The nonlinear interactions between oblique second mode and oblique waves in a high-speed boundary layer at Mach 4.5 are investigated using a combination of LST, NPSE and DNS.

The results of the LST reveal the presence of first and second mode instabilities in the boundary layer. Further parametric analysis of the interactions between oblique waves using NPSE shows that the presence of an oblique second mode can enhance a broad range of oblique waves, including both first and second modes. The low-amplitude oblique waves with a small spanwise wavenumber have been found to be less amplified by the oblique second mode. However, as the spanwise wavenumber of the oblique wave increases, the rate of amplification predicted by NPSE becomes greater compared with the linear results. Despite this, the linear amplification rate of oblique waves with larger spanwise wavenumbers is more damping. As a result, the oblique wave with the greatest nonlinear amplification may not necessarily be the most amplified wave when considering both linear and nonlinear amplification. The frequency of the most amplified oblique waves is around 40 kHz, and the wave angle between the oblique second mode and the oblique wave is approximately $50^{\circ }$. The interaction between the rapidly growing second mode and the oblique modes results in the formation of a difference mode, and the parametric resonance between the difference mode and the oblique waves is the key factor driving the amplification effect. Mean-flow distortions (0,0) also play a beneficial role in amplifying the oblique waves. Kinetic energy transfer shows that the oblique wave gains energy from the mean flow, not the oblique second mode. The results of parametric and kinetic energy transfer studies suggest that the mechanisms and outcomes of the interactions between a pair of oblique second modes and a single oblique wave are similar to those between a single second mode and an oblique wave, as the steady modes generated by a pair of oblique second modes have a limited impact on the oblique wave.

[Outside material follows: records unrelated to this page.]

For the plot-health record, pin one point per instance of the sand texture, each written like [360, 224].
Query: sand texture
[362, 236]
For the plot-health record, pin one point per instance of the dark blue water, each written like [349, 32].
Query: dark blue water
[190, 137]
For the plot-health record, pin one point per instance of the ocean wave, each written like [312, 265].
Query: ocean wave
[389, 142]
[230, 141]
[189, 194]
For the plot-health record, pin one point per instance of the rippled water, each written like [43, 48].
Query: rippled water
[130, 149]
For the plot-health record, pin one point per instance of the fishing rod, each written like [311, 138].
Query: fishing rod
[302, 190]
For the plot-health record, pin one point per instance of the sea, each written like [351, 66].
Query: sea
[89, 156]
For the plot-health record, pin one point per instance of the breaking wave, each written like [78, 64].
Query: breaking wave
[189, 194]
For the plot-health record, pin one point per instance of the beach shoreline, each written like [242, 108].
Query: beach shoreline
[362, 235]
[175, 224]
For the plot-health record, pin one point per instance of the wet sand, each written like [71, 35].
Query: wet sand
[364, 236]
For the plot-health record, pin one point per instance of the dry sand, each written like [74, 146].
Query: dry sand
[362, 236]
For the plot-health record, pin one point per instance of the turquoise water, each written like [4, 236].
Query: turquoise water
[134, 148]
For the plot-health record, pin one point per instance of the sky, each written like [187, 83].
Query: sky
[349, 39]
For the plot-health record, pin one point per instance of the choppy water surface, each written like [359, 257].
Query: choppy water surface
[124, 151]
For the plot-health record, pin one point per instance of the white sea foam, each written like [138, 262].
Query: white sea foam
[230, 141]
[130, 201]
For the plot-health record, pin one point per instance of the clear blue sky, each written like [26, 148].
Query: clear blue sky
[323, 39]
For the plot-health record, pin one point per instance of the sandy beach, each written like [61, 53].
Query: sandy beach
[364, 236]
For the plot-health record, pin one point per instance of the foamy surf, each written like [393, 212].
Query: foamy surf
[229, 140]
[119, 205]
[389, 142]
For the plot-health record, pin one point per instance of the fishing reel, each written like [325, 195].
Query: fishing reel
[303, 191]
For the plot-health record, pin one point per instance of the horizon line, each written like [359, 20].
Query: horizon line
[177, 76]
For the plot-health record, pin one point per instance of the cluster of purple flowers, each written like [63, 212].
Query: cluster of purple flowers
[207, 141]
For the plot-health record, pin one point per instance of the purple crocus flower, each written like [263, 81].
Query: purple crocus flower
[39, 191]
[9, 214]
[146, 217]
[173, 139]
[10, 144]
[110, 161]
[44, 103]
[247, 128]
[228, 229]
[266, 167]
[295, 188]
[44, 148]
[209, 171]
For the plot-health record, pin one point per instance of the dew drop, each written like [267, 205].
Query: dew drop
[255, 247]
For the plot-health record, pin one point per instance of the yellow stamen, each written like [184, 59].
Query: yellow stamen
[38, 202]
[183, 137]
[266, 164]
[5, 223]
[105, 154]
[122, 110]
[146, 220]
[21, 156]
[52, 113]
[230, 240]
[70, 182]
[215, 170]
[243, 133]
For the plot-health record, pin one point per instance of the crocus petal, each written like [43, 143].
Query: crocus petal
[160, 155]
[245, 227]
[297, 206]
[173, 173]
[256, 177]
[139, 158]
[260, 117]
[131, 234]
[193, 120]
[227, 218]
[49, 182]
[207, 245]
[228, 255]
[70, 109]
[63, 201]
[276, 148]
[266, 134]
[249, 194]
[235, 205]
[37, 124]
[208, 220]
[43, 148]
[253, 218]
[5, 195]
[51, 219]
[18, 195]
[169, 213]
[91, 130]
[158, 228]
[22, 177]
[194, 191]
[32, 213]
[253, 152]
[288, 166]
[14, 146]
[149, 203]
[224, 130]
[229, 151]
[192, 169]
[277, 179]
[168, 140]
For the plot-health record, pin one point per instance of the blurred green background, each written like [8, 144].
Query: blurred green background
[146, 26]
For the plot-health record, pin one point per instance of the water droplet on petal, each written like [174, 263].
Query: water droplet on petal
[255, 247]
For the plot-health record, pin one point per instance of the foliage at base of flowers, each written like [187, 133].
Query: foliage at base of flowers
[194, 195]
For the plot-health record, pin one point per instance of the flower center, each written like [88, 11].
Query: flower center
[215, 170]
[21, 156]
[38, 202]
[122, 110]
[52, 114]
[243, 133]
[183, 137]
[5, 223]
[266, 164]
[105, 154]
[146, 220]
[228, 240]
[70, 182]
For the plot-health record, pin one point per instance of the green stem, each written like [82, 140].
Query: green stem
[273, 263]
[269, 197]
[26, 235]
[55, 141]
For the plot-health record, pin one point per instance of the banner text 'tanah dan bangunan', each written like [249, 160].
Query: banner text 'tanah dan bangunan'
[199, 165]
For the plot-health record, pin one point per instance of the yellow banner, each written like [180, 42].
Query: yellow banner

Based on the results of the NPSE study, we propose two transition paths that have been analysed using DNS. The first path involves the combination of a pair of low-amplitude oblique second modes and a pair of low-amplitude oblique first modes with damping amplification. It is important to note that a pair of low-amplitude oblique second modes or a pair of low-amplitude oblique first modes with damping amplification alone cannot cause the transition. It leads to the transition of the boundary layer, as the amplified effect of the second mode on the first mode causes a high amplitude of the oblique first mode. Then, the interaction between a pair of high-amplitude oblique first modes results in a high-amplitude steady mode. The breakup of the oblique first mode and this steady mode results in the boundary layer breakdown. The second path involves the combination of different types of oblique waves with appropriate parameters, which leads to a domino-like effect and the rapid breakup of the boundary layer, even with a lower initial amplitude than for the first path. Our DNS analysis has identified the domino-like process, where two oblique second modes cause oblique first modes to be amplified at two different streamwise stations, leading to a rapid breakdown of the boundary layer. Finally, our DNS results show that both of these transition mechanisms can lead to a fully developed turbulent boundary layer.